Like any political speech, Trump’s July 21, 2016 acceptance speech was full of figures and percentages that mean nothing. He told his supplicants that homicides had increased by 17%. What he didn’t tell them was the exact number has been going down for years and that 17% increase meant there were still a lot fewer homicides than there used to be. His statement that 180 000 illegal immigrants with criminal records are “roaming” the country left out the important distinction that a good number of those convictions were for crimes that were nonviolent and often victimless.
More importantly, however, was his take on history, which went no further back then 2008, at best. By pretending that history began when Barack Obama was elected president, all the decades of jobs being sent overseas because corporations want cheap labor became the fault of more recent free trade agreements. While these agreements certainly expedited the desire/need of the capitalist overlords to go for the cheap labor, this process was taking place before such agreements were passed. Furthermore, Trump and his businesses benefited from them and he did nothing to oppose them then. In short, it is how monopoly capitalism works: capital goes to where it can accumulate greater profits, utilizing the military and “free” trade to cajole and force its will on nations and peoples around the world.
Continuing his litany of America wronged, Trump referred to the Iran nuclear agreement. He related the FoxNews version of some US sailors being held by Iranian military after their ship sailed into Iranian waters. According to this version, the sailors were humiliated hostages who were wrongly held. In actuality, the sailors were treated well and were in the wrong. Their captain surely knew this when he sailed where he sailed. Leaping from this incident to the Iranian nuclear agreement that has essentially decreased the likelihood of Iran ever building nuclear weapons, Trump continued his litany of lies by portraying the agreement as virtual surrender to unnamed dark forces.
Of course, the presence of “dark” forces and the threat they represent to Trump and his followers are essential to understanding his appeal. Indeed, the local Gannett broadsheet here in Vermont, introduced Trump’s acceptance speech in the next day’s paper with this quote from the speech “safety will be restored.” I first noted this emphasis on safety while listening to an argument between a young anti-Trump protester and an even younger Trump supporter at the end of a Vermont anti-Trump action. Besides the obvious fact that his proposed policies based on fear, hate, and US triumphalism are no more likely to restore safety than Clinton’s policies of brinksmanship and subterfuge, this statement begs the question about whose safety Mr. Trump is referring to.
It is not the safety of African-American men, whose lives are threatened every time they are confronted by a police officer. It is not the safety of US women and girls, whose lives are threatened by the anti-women policies supported and pushed by Trump’s running mate Mike Pence. It is not the safety of the elderly, who barely get by on a Social Security pension Mr. Trump wants to privatize. It is not the safety of those who can barely pay their bills on minimum wage jobs, when Trump and his staffers have openly questioned the concept of a minimum wage. It is not the safety of immigrants looking for a better life in the United States.

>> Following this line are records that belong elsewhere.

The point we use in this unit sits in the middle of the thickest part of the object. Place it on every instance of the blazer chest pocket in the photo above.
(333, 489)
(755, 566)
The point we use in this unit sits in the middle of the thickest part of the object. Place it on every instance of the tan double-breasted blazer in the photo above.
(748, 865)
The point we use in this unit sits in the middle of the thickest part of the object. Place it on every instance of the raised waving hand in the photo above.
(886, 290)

Mr. Trump has fired his opening salvo in what looks like what will be one of the most right-wing US triumphalist campaigns since Ronald Reagan. Ms. Clinton will provide her opening response next week in Philadelphia. Neither candidate has anything new to offer. While Trump pretends that his millennarianist rhetoric will bring the US back to a time my father grew up in—when father knew best and was whiter than Ivory Snow soap, Hillary Clinton’s campaign promises more of the same corporatist politics in the service of the Goldman-Sachs of the nation. The primary difference may be found in her social stances, which are more liberal and tolerant than those expressed by Trump’s ticket.

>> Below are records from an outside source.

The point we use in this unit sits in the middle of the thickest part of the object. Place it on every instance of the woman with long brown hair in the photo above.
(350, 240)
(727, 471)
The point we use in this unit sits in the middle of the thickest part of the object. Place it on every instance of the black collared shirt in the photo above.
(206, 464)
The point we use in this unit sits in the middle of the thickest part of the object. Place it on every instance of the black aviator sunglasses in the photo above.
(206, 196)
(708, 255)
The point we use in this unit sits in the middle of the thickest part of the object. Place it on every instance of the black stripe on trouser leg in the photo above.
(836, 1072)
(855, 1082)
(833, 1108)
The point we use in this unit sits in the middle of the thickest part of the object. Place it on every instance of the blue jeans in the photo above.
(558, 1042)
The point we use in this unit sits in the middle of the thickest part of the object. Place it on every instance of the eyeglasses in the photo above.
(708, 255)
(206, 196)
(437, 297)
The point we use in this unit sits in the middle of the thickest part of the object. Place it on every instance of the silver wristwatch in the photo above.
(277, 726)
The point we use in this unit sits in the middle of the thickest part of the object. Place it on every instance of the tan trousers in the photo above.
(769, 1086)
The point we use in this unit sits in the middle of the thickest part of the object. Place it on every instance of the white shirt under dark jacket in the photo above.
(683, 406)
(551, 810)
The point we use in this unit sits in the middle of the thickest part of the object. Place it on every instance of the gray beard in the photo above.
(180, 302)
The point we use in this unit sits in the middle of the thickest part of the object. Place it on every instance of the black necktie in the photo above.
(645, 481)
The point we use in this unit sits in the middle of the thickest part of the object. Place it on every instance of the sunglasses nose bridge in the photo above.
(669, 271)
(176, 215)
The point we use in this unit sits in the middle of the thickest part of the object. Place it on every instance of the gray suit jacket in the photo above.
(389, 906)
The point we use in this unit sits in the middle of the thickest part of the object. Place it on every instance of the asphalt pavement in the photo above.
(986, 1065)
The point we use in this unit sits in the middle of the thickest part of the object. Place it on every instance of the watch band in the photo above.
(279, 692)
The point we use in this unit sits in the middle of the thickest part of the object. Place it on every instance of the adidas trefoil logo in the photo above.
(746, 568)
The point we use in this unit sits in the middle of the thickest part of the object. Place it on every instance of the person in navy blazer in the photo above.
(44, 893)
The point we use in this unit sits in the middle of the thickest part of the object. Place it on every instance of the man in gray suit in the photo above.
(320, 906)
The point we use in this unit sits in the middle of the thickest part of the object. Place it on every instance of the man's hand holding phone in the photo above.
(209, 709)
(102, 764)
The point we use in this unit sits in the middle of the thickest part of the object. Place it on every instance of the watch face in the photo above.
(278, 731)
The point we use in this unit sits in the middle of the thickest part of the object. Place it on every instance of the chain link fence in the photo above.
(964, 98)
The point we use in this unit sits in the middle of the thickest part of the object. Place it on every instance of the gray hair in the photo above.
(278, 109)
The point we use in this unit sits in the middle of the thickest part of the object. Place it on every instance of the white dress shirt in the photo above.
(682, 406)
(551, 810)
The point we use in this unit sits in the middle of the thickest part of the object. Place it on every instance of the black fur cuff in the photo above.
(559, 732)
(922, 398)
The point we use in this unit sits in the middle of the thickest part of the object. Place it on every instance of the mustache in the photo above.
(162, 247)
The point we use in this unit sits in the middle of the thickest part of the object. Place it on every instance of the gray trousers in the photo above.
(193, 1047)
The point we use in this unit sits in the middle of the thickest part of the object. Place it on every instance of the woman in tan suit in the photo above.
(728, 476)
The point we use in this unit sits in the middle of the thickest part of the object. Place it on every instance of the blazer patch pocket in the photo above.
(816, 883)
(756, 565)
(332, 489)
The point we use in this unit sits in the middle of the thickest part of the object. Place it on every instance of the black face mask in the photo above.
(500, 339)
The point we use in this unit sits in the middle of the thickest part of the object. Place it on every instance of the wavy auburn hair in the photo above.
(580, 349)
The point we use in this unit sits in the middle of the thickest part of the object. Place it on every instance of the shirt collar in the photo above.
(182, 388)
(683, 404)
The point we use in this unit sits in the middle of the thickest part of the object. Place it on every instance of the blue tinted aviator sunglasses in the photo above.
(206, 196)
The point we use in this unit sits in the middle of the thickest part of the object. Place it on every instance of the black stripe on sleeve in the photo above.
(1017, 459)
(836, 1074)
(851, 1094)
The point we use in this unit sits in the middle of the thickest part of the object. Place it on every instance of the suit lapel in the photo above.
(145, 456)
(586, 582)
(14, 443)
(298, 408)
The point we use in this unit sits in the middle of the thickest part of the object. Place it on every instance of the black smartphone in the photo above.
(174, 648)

In short, we are witnessing a serious split in the US ruling class. Both elements recognize capitalism is in crisis and has been for decades. The two main solutions to this crisis as represented by the campaigns will not solve this crisis, because it is essentially unsolvable. Trump’s approach hopes to move the capitalist economy back to a time before World War One, when production of goods was almost as important as the financial manipulation of monies for profit and national economies were the primary and dominant macro economy. Clinton’s approach would continue the trend of the last few decades that has seen capital move beyond national boundaries to create what Lenin called “the formation of international monopolist capitalist associations which share the world among themselves.” This latter phenomenon is what the so-called free trade agreements are about. Trump’s belief that he can buck this trend runs counter to history, although he seems to think that he is beyond history, except for that which he makes.

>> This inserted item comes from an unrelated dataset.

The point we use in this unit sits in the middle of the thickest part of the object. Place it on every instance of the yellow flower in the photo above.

Militarily, there is also a split between the rulers. Neither Trump’s combination of fear-ridden America First bluster nor the corporate world order represented by Clinton’s campaign will prevent war or terrorism. Both will guarantee the continued waste of monies that the permanent war economy is. Both will also guarantee the continued domination of the US economy by the war industry. Donald Trump knows this and so does Hilary Clinton.
Neither Donald Trump nor Hilary Clinton represents the people. Don’t pretend that they do. Instead, get ready for the streets when one of them wins in November. When there is a split in the ruling class, it is the task of the Left not to take one side or the other, but to use that split to organize resistance to the system of capitalism itself.